To a certain extent different cruise lines target specific demographic segments of the population. The best known example of that attribution, arguably, is Holland America, which had -- and in some areas, still has -- a reputation for catering to older clientele. Consider this joke that's been around for years: Holland America passengers are so old the first cruise they took was on Noah's Ark! Really, this only applies to those people's parents.
There are some lines that cater to a limited slice of the demographic pie, but by and large these are smaller, more upscale or "niche" products. And while it is true that certain lines are better for some ages and lifestyle preferences than others, in truth, as ships' capacities swell, most large cruise lines find it necessary to widen the demographic window and attract passengers outside their original marketing niche. Likewise, destinations that were once associated with certain age groups now attract a broad spectrum of ages. Nowadays you are as likely to meet families as retirees on an Alaskan cruise.
There is, however, one rule of thumb that is still fairly valid. Generally speaking, the longer the cruise and the higher the fare, the older the passengers.
I would really like to go on a cruise, but I suffer from a disability that causes significant mobility issues. I have my better days, where I can go for a decent stretch with a walker, but more than often the wheelchair is my necessary mode of transport. Are there certain lines or itineraries that are better suited to persons with disabilities?
For any given cruise line, the answer may vary depending on destination and the actual abilities of the cruise passenger.
The first thing to look for is an itinerary without many tender ports. Tender ports -- such as Grand Cayman, Portofino, Cabo San Lucas, Sitka, to name a few -- don't have docks, so ships can't pull alongside. Instead, passengers are ferried to shore in smaller boats (usually those that also serve as lifeboats), and in many cases these are not terribly safe for wheelchair users or others with mobility issues.
Holland America is one cruise line that does offer a wheelchair-accessible tender system.

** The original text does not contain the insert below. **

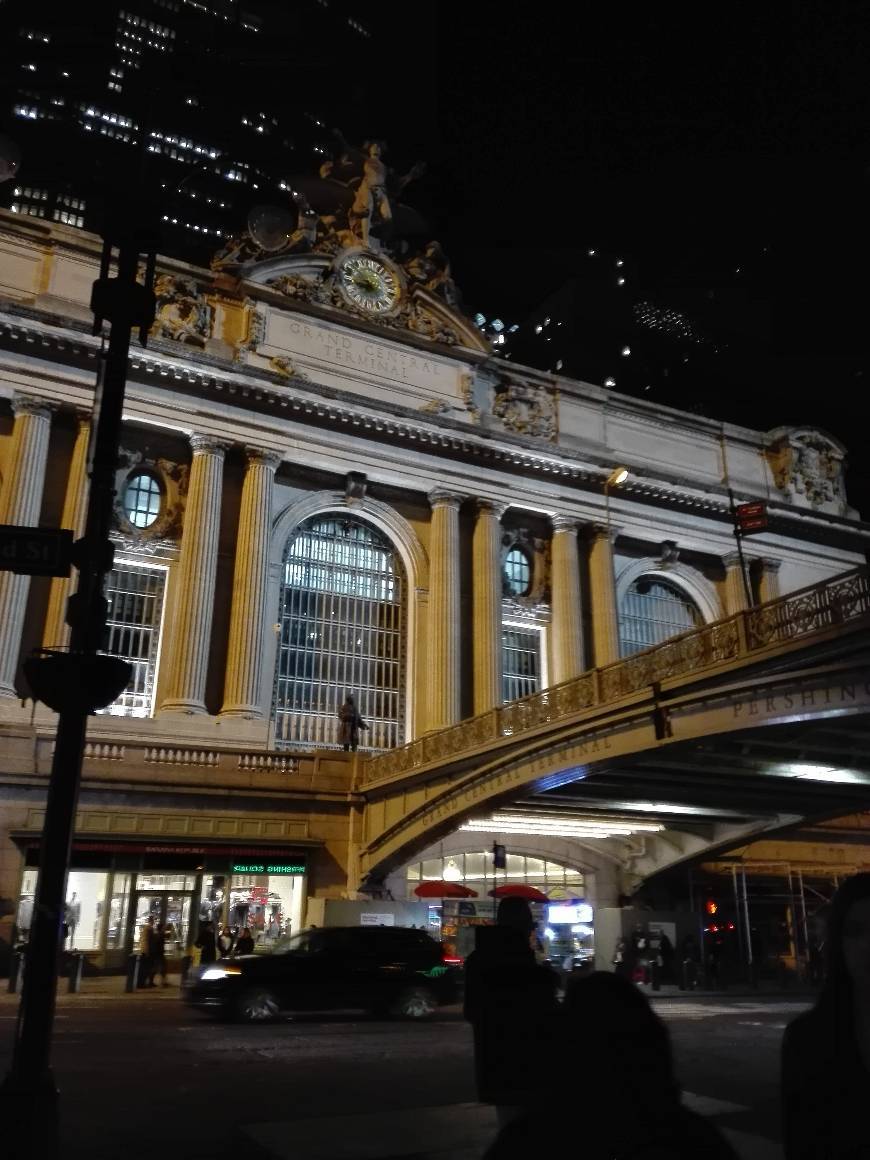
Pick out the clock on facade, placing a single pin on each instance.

In port, there are many sightseeing tours that use motorcoaches to transport passengers. However, most of these have fairly steep steps -- and no wheelchair lifts. The buses can often store collapsible wheelchairs, but they are just not necessarily equipped with ramps or lifts. In many cases, this is something that's beyond cruise lines' control, though some do make more of an effort to work with tour companies that can provide lifts; Crystal Cruises, for one, arranges lifts whenever possible, but they're not always available.

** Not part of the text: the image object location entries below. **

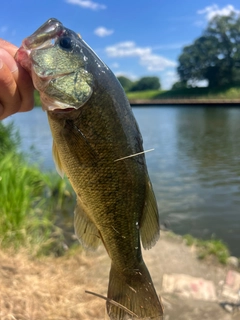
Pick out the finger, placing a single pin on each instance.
(22, 79)
(25, 88)
(9, 95)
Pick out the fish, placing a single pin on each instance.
(97, 144)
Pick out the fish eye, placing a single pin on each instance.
(65, 43)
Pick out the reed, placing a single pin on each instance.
(29, 199)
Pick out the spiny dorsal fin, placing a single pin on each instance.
(57, 160)
(149, 224)
(86, 231)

Princess Cruises is another; its Alaska cruisetours, for instance, feature accessible railcars and hotels, and it does use an accessible trolley for a St. Thomas tour. But such features are not offered in every port.
I'd recommend taking a look at Cruise Critic's "Disabled Cruise Travel" message board. You can read through past threads that mention resources for various destinations for travelers with disabilities (this one is particularly useful) and ask questions of the other cruisers who have experience with the accessibility of the various ports and cruise lines. The posters often mention independent tour providers that are friendly to travelers with disabilities -- from what I've read, it's often better to arrange your own tours than rely on the cruise lines to give an accurate depiction as to how accessible the ship-sponsored tours are.
Ultimately, disabled travelers can enjoy most any cruise destination -- it just might take a little more advance planning.